In times past, recipes were cherished treasures; safely guarded secrets that would define great houses and cultures. King Henry IV gave Carthusian monks the recipe for the liqueur Chartreuse because it was rumoured to be a secret elixir for long life. Ever since that occasion, only two living souls are ever in possession of the complete recipe.
In contemporary times, recipes are a dime a dozen. We’re bombarded by them on the internet, in grocery store leaflets, on the labels of products, and through the pulpy mass of television’s over-enthusiastic food celebrities. In my experience, what is often missing from the repertoire of home cooks are techniques rather than recipes – culinary processes that can be reinterpreted in boundless ways.
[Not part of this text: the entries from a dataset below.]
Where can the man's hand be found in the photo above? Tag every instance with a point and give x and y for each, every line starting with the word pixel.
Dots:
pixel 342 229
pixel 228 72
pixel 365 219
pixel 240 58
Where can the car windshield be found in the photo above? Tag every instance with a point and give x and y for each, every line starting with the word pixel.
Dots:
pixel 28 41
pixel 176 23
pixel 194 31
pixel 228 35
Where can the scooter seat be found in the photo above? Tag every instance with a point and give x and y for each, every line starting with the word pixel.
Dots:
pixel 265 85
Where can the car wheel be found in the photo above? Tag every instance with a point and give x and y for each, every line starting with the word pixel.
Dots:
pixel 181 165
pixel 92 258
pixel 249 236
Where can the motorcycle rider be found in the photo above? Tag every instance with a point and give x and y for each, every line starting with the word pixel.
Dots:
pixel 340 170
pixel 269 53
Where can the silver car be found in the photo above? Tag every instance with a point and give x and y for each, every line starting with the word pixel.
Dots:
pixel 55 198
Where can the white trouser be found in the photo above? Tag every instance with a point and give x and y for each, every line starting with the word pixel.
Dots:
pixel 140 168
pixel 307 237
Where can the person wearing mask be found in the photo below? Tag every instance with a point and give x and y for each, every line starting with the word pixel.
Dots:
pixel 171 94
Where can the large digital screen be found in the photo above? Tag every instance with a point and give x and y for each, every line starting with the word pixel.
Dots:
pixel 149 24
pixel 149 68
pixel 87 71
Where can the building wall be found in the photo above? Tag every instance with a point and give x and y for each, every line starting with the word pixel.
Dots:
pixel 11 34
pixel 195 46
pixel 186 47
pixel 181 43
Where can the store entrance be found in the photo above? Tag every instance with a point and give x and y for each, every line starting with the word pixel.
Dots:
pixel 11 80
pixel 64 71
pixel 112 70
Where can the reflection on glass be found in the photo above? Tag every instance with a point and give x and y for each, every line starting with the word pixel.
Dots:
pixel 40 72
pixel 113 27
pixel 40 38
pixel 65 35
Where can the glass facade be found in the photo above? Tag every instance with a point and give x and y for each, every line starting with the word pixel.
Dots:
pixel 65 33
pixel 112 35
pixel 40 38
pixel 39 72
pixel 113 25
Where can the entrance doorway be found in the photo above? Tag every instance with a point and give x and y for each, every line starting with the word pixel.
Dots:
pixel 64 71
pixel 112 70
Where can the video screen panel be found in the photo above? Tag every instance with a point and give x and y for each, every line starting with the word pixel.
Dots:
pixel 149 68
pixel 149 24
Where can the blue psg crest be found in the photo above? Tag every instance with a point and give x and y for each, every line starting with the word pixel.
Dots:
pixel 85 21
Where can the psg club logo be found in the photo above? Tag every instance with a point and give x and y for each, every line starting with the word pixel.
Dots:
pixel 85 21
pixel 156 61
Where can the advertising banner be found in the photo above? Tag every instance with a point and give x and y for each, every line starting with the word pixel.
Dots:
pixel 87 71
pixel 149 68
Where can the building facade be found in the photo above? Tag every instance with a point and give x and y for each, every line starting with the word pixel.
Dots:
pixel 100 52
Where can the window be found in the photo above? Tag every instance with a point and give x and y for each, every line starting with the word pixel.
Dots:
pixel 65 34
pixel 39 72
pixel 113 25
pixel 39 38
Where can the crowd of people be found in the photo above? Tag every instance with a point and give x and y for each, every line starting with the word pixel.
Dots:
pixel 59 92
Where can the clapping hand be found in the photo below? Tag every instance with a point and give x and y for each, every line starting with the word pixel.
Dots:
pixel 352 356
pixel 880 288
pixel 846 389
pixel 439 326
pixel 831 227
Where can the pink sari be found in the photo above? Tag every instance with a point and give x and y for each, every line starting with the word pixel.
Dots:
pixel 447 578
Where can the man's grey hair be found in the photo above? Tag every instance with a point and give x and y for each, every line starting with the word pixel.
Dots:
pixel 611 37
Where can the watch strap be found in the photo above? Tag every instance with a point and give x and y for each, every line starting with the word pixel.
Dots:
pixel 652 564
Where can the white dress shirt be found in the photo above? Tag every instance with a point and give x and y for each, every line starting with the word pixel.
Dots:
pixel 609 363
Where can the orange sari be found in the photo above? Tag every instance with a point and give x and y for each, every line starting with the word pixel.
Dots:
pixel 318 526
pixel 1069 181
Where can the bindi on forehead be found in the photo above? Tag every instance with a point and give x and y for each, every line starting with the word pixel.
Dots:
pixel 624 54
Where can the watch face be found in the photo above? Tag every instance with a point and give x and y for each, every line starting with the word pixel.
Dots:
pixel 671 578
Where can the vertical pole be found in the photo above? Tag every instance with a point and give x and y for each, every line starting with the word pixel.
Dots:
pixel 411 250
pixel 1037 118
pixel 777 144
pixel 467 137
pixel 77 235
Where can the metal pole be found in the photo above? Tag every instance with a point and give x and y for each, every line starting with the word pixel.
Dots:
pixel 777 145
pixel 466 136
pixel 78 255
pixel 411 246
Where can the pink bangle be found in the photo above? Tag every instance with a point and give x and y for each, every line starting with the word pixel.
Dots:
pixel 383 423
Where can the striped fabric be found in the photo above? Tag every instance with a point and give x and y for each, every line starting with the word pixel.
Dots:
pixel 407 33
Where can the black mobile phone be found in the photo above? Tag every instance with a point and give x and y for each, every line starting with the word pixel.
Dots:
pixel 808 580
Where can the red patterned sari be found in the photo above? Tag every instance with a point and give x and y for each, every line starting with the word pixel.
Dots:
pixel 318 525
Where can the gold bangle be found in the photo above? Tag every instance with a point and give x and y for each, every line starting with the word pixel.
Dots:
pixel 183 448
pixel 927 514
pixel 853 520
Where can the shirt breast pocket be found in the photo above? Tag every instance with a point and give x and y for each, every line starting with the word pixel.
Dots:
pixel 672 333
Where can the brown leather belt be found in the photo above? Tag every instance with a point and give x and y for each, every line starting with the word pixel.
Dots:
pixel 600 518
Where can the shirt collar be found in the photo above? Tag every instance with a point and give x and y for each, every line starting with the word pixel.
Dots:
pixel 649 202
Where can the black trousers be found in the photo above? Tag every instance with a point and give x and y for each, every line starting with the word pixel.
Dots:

Reading a recipe binds you to a page; learning a technique allows for a deeper understanding of recipes and frees your culinary soul to cook from your imagination.
Today, I’ll re-introduce you to an ancient technique – one of the oldest known to humankind. Despite having made this fundamental food for around 7000 years, people in Western cultures stopped making it for themselves in the year 1919. Isaac Carasso was the first to industrialize the production of yoghurt with his company Danone (known in the US as Dannon), and with a sneeze in time, the long tradition of making yoghurt in Western civilization was mostly snuffed out.
Like Chartreuse, yoghurt has been attributed to health and longevity. Unlike Chartreuse, there is only one ingredient (and it’s not a secret guarded by monks): milk. Making yoghurt at home will save you at least 50% of the cost of commercial yoghurt, it requires very little labour, and you will have the soul-filling reward of eating something delicious that you’ve created yourself. I’ll never return to store-bought yoghurt.
Bring a litre of fresh whole milk (around 3.2% fat) to the boil, taking it off the heat as soon as it starts to froth up. If you would like to flavour your yoghurt (perhaps with lemon zest, ginger, cardamom or vanilla), then steep your ingredient in the milk like you’re making a pot of tea, and add a little sugar or honey to your desired sweetness. For plain yoghurt, skip the sugar. Allow the milk to cool to between 30 and 40°C, and then stir in two heaped dinner spoons of natural yoghurt, either home-made or store bought (once you’ve made your first batch, then you can use your own). Transfer the milk to a glass bowl, cover it with a towel and set it aside in a warm place, such as on a radiator. Don’t let the temperature get above 40°C – if your radiator is too hot then you can set the bowl on a thick towel to reduce the direct heat. Let your yoghurt stand for about eight hours, until it thickens up, and then transfer to the fridge until chilled.